Thursday, Nov. 13, 1997 | 11:04 a.m.

An attempt is being made to add Las Vegas Mayor Jan Laverty Jones and City Attorney Brad Jerbic personally to the legal battle over Pappas family property seized by the city for part of the red parking garage on Fourth Street.

Pappas attorney Grant Gerber filed court documents Wednesday seeking permission to reinstate counterclaims that could result in punitive damages being collected from the pair of city officials and the Fremont Street Experience company, which is being given the garage by the city.

For four years, the Pappas family has been entrenched in a legal feud over the city Downtown Redevelopment Agency's snatching of its property at the corner of Las Vegas Boulevard and Carson Avenue through the use of eminent domain powers.

A decision by District Judge Don Chairez a year ago returned the corner property to the Pappas family, but the city is still battling for possession of the land where it spent millions building the garage.

A Nevada Supreme Court decision already has rejected an appeal by the city's redevelopment agency because it was premature.

The family opposed the city's seizure of the property because the garage was to be given by the city of Las Vegas to a group of downtown casino owners -- the Fremont Street Experience Ltd. Liability Co.

The proposed counterclaims allege fraud, deceit, oppression, bad faith, misrepresentation, infliction of emotional distress and trespass.

The counterclaims were filed previously in the case but were tossed out by District Judge Stephen Huffaker, who presided over the case at the time.

The motion to reinstate the counterclaims states that the action is justified because of Chairez's decision on July 3, 1996, that seemingly verified the allegations in the counterclaims.

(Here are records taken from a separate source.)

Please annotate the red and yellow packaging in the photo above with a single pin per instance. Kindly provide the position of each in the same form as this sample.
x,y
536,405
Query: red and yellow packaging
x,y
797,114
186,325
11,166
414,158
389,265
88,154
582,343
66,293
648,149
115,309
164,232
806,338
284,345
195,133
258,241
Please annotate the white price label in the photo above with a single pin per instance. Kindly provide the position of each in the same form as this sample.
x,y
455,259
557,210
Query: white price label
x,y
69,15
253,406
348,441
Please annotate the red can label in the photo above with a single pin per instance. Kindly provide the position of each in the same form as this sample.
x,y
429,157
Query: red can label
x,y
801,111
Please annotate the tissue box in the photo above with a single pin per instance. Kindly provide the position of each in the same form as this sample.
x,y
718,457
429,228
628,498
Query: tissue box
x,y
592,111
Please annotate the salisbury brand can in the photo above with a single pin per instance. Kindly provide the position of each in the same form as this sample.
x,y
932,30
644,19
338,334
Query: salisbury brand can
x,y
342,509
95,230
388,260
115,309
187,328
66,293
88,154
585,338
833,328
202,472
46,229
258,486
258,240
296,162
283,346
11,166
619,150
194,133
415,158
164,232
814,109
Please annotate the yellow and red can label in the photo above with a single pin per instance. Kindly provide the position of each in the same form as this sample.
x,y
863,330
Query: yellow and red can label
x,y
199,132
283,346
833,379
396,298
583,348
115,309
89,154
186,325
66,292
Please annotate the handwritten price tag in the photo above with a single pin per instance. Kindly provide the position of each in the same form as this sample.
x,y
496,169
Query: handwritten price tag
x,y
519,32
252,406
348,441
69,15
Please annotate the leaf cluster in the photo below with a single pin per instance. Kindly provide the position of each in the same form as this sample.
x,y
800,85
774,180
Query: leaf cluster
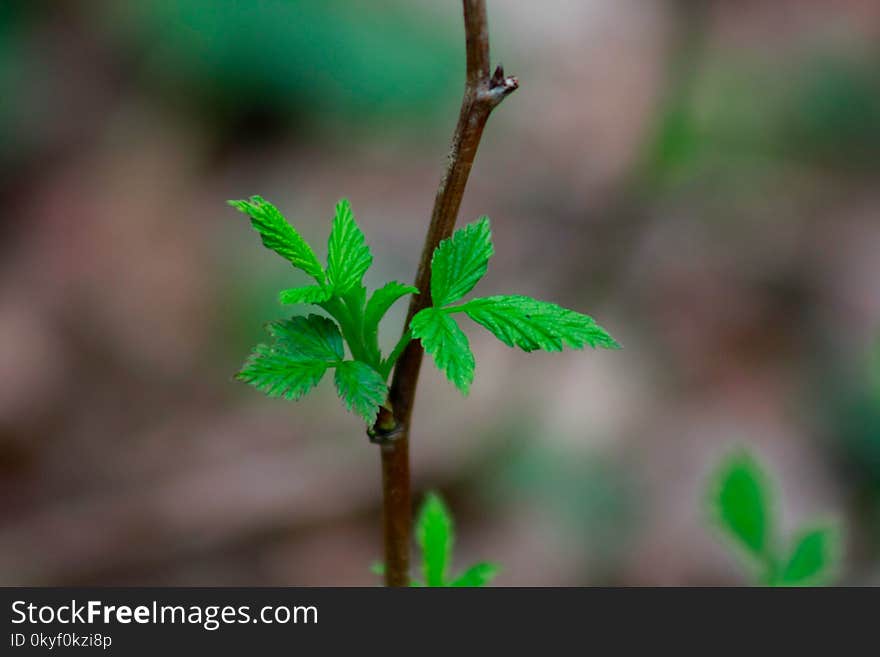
x,y
742,505
305,347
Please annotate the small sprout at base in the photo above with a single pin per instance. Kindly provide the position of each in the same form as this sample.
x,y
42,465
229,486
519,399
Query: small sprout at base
x,y
435,536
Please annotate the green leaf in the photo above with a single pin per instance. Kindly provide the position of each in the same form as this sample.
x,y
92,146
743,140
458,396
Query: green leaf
x,y
361,388
348,256
382,299
742,503
460,261
280,236
308,338
307,294
531,324
477,575
281,374
812,559
448,345
434,533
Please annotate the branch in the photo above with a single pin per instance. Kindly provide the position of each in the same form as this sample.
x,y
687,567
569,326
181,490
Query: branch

In addition, new information that has surfaced as the case has plodded through the system for four years, Gerber said.

Gerber noted that in Chairez's decision returning the property to the Pappas family, the judge concluded that the city had acted in bad faith, was guilty of misrepresentation and acted in an unconscionable manner.

Gerber said if the Pappas family cannot pursue Jones, Jerbic, Deputy City Attorney Robert Sylvain and the Fremont Street Experience company legally, "it will result not only in great personal loss and harm to the Pappases, but will also diminish the rights of all Nevadans."

No date has been set for a hearing on the issue.

While the plot of land holding up the southeast corner of the garage technically is again owned by the Pappas family, the city still wants it to keep the garage intact.

But the redevelopment agency's California attorney, Mark Wasser, has complained that the family is demanding more than fair market value for the property.

The next step is a trial to determine what the city owes for the four years that it has had possession of the property and to compensate the family for having torn down the two-story commercial building that was the source of much of the family's income.

Harry Pappas has complained that the family has been without the income that the property generated while the case has plodded through the courts.

As part of that trial, Gerber hopes a jury also would tack on perhaps millions in punitive damages as a result of the counterclaims.